Belfast Telegraph

Monday 24 November 2014

Scandal-hit Cain considers options

Republican presidential candidate Herman Cain campaigns at Hillsdale College in Michigan (AP)
Republican presidential candidate Herman Cain campaigns at Hillsdale College in Michigan (AP)

Republican presidential candidate Herman Cain, already knocked off his message by allegations of sexual harassment, has told campaign aides he now needs to decide whether his campaign has been damaged beyond repair by a new claim that he had a 13-year extra-marital affair.

Mr Cain has vehemently denied all the charges but said - in a conference call with campaign staff - that the allegations of the long affair with 46-year-old Ginger White had created a political "firestorm".

The former executive of a pizza restaurant chain said he needed to decide if the latest allegations by Ms White "create too much of a cloud" to continue with his bid for the Republican nomination.

Mr Cain is one of eight candidates hoping to become the party's choice to challenge President Barack Obama next year.

He surged into the top tier of candidates but has slowly slipped back in polling since allegations became public last month that he had sexually harassed or groped three women when he ran the National Restaurant Association in the mid-to-late 1990s. The trade group paid settlements to two of the women who had worked there.
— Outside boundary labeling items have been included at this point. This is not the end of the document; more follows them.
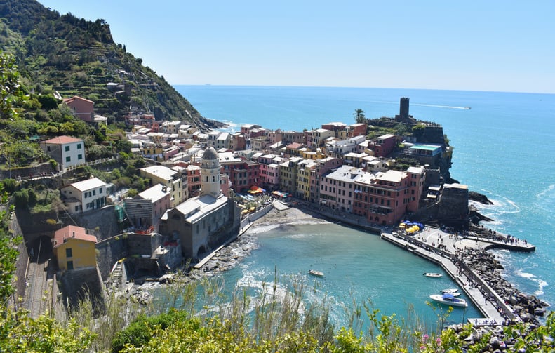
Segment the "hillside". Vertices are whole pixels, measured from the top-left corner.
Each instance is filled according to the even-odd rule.
[[[123,121],[131,108],[203,131],[222,125],[203,118],[163,76],[116,44],[104,20],[60,15],[35,0],[0,0],[0,51],[15,55],[32,93],[89,99],[109,122]]]

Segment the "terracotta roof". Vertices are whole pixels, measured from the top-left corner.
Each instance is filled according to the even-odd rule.
[[[298,149],[302,147],[303,145],[299,142],[293,142],[287,145],[287,148],[290,149]]]
[[[54,232],[54,248],[58,248],[64,244],[64,241],[68,238],[96,243],[96,236],[86,234],[85,228],[68,225]]]
[[[52,143],[52,144],[58,144],[58,145],[65,145],[66,143],[72,143],[72,142],[79,142],[83,141],[83,140],[80,138],[75,138],[71,136],[58,136],[54,138],[51,138],[50,140],[47,140],[44,141],[44,143]]]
Should he leave the race, the already topsy-turvy Republican nominating battle could become even more chaotic as the seven other candidates scramble for the backing of Cain supporters with five weeks remaining before the first of the state-by-state contests to choose next year's nominee.

Mr Cain shot to the top of the Republican field in late September and early October with his folksy style and flat tax reform programme. But he was never seen as the likely nominee and his support began to crumble after publicity about alleged sexual harassment surfaced a month ago. He also stumbled badly on important questions about US foreign policy.
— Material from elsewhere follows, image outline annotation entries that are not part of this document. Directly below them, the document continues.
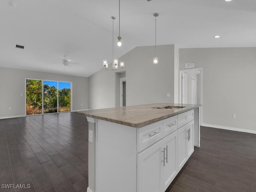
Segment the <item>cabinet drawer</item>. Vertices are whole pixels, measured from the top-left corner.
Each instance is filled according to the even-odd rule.
[[[188,122],[188,112],[178,115],[178,128],[182,127]]]
[[[168,135],[178,129],[177,115],[164,119],[163,123],[164,137]]]
[[[187,112],[188,113],[188,122],[194,120],[194,109]]]
[[[163,122],[160,121],[137,130],[137,149],[139,152],[162,138]]]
"If a decision is made, different than to plough ahead, you all will be the first to know," he said, according to a transcript of the conference call made by the conservative magazine National Review, which listened to the conversation.

Mr Cain stuck to his topic - defence spending - in his first public speech since the allegations of the extramarital affair surfaced. He addressed an audience at Hillsdale College in Michigan, calling for investment in the military rather than cuts.

Steve Grubbs, Mr Cain's campaign chairman in Iowa, said the candidate declared that Ms White's claim had "taken an emotional toll on his family, but he's moving ahead with the campaign".